Ynyshir Restaurant & Rooms, Eglwysfach
Ynyshir is run by Chef Patron Gareth Ward and his partner Amelia Eiriksson. It has a five AA rosette award the first and only ever in Wales and a Michelin star and was named the 12th Best Restaurant in the UK and highest placed in Wales in the 2018 Good Food Guide.
The Felin Fach Griffin, Brecon
Restaurant and bar which uses local produce has been given the Bib Gourmand in Wales from the Red Michelin Guide, Inn of the Year for 2013 by The Good Pub Guide and has been featured in the Good Food Guide, Hardens and the Good Hotel Guide.

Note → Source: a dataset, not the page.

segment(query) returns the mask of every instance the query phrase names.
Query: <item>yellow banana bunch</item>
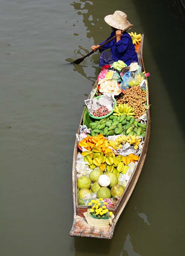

Carlton Riverside, Llanwrtyd Wells
Overlooking the Irfon river the Carlton Riverside, opened in 1991, is run by head chef, Mary Ann Gilchrist. It has previously had a Michelin star and three AA rosettes.
Llangoed Hall, Brecon
Grade II listed building with features retained from the original designs from the 17th century. It has an AA three rosette award and has previously had a Michelin star

Vale of Glamorgan
Restaurant James Sommerin, Penarth
Named after its owner and head chef, James Sommerin, it was "ranked 24 in the UK in the Good Food Guide 2016 – the highest placed restaurant in Wales and was awarded three AA rosettes." Permanently closed in July 2020.

Home, Penarth
Opened by James Sommerin in 2021, the restaurant gained a Michelin Star in 2022.